Updated

South Korea said Wednesday it will dissolve a foundation funded by Japan to compensate South Korean women who were forced to work in Japan's World War II military brothels.

The widely expected decision effectively kills a controversial 2015 agreement to settle a decades-long impasse over the sexual slavery issue and threatens to aggravate a bitter diplomatic feud between the Asian U.S. allies over history.

Seoul's Ministry of Gender Equality and Family said in a statement that it will take legal steps to dissolve the foundation. Lee Nam-hoon, an official from the gender equality ministry, said Seoul's Foreign Ministry plans to consult with Tokyo on what to do with the 1 billion yen ($8.8 million) Japan funded to the foundation that was formally launched in July 2016.

"After considering gathering diverse opinions over the 'Reconciliation and Healing Foundation' based on victim-centric principles, we have decided to push for the dissolution of the foundation," Gender Equality Minister Jin Sun Mee said in a statement. She said the ministry will continue to push policies to "restore the honor and dignity" of the sexual slavery victims.

Historians say tens of thousands of women from around Asia, many of them Korean, were sent to front-line military brothels to provide sex to Japanese soldiers.

Liberal South Korean President Moon Jae-in, who has been a harsh critic of the 2015 deal reached under his conservative predecessor, told Japanese Prime Minister Shinzo Abe during a meeting in September that the foundation was failing to function properly because of strong opposition by the victims and public.

South Korea and Japan are already at odds over a ruling by Seoul's Supreme Court last month that a major Japanese steelmaker should compensate four South Koreans for forced labor during Japan's colonial rule of the Korean Peninsula before the end of World War II. Abe said Tokyo will respond "resolutely" to the ruling, which he described as a violation of a 1965 treaty between Seoul and Tokyo that restored diplomatic ties and was accompanied by more than $800 million in economic aid and loans from Tokyo to Seoul.
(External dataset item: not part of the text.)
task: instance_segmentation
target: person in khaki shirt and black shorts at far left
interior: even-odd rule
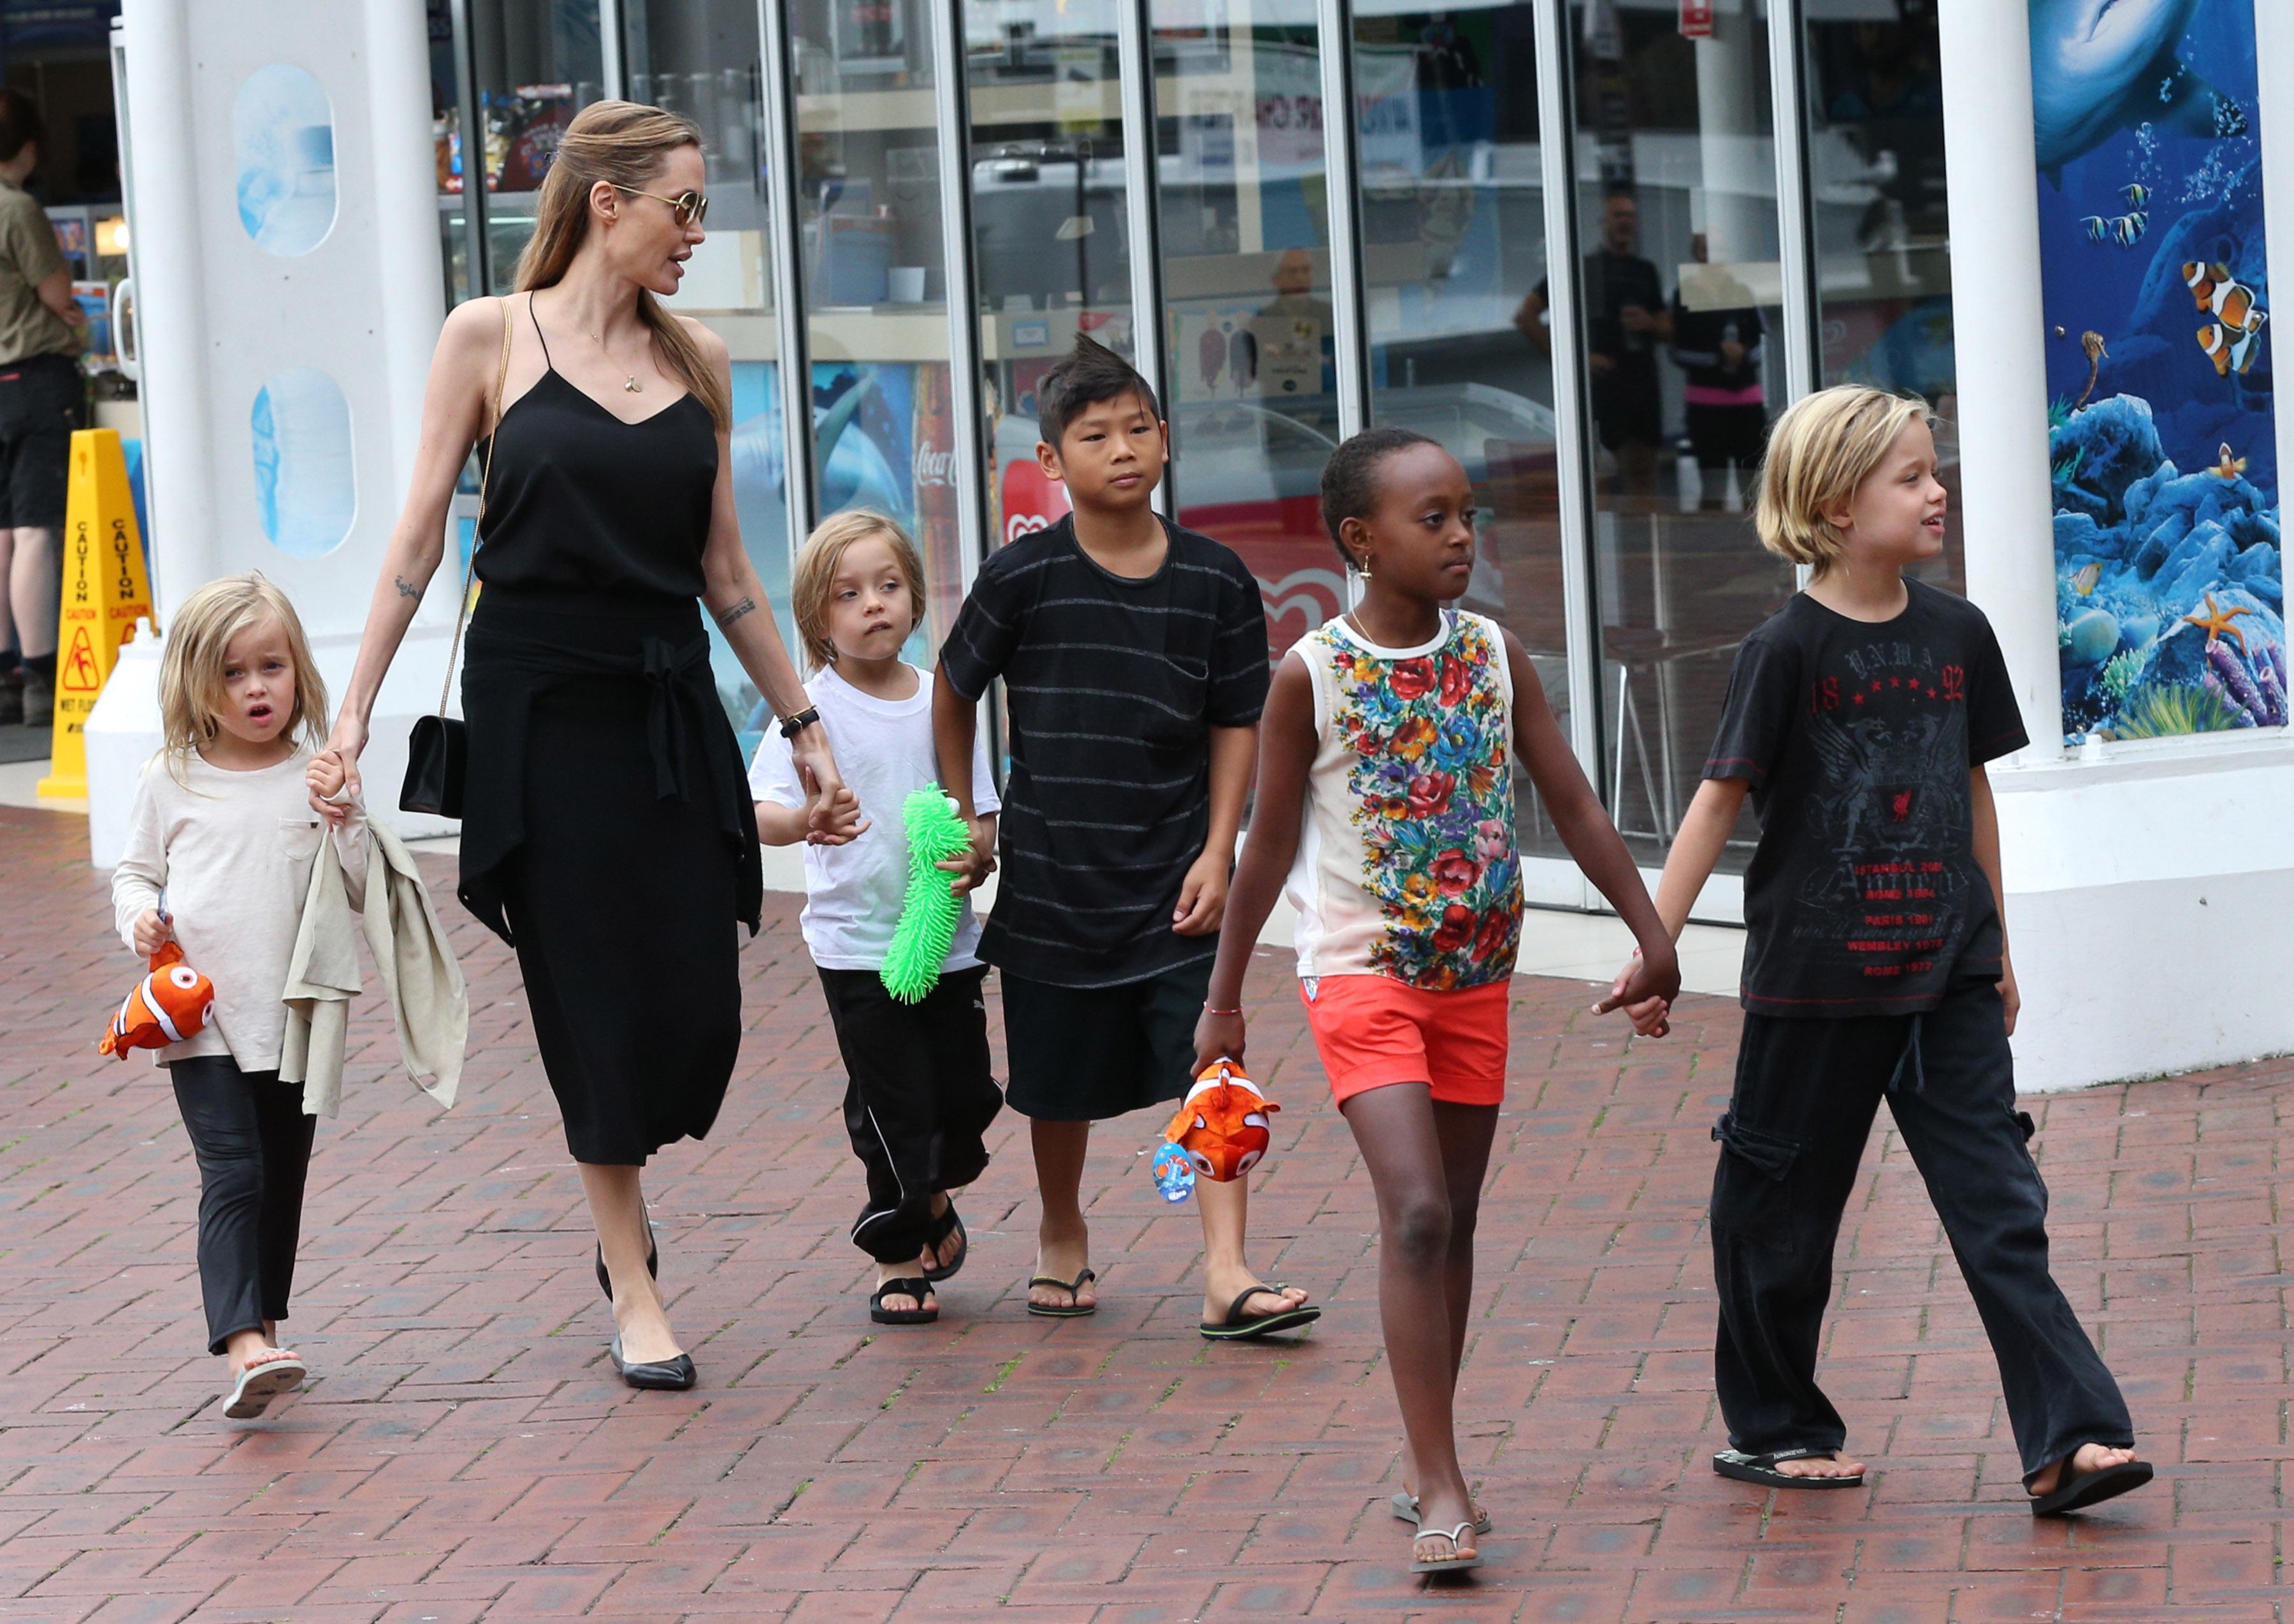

At the time of the sex slave deal, Seoul said there were 46 surviving South Korean victims. But 19 of them since died. Twelve victims who rejected payment from the foundation sued the Seoul government over the deal in August 2016, saying it didn't go far enough to establish Japan's responsibility.

Lee, the ministry official, said the foundation had used 4.4 billion won ($3.8 million) in cash payments to 34 victims who were alive at the time of the 2015 deal and to relatives of 58 victims who were dead by then. Only 27 of the 240 South Korean women who registered with the government as victims of Japan's wartime sexual slavery are currently alive, Lee said.

Many in South Korea believed the Seoul government settled for far too less in the sex slave deal and that Japan still hasn't acknowledged legal responsibility for atrocities during its colonial occupation of the Korean Peninsula from 1910 to 1945.

Under the 2015 agreement, which was then described by both governments as "irreversible," Japan pledged to fund the foundation to help support the victims. However, Japan said it didn't consider the 1 billion yen it provided to the fund as compensation, saying such issues were settled in a 1965 treaty. South Korea, in exchange, vowed to refrain from criticizing Japan over the issue and will try to resolve a Japanese grievance over a statue of a girl representing victims of sexual slavery that sits in front of the Japanese Embassy in downtown Seoul.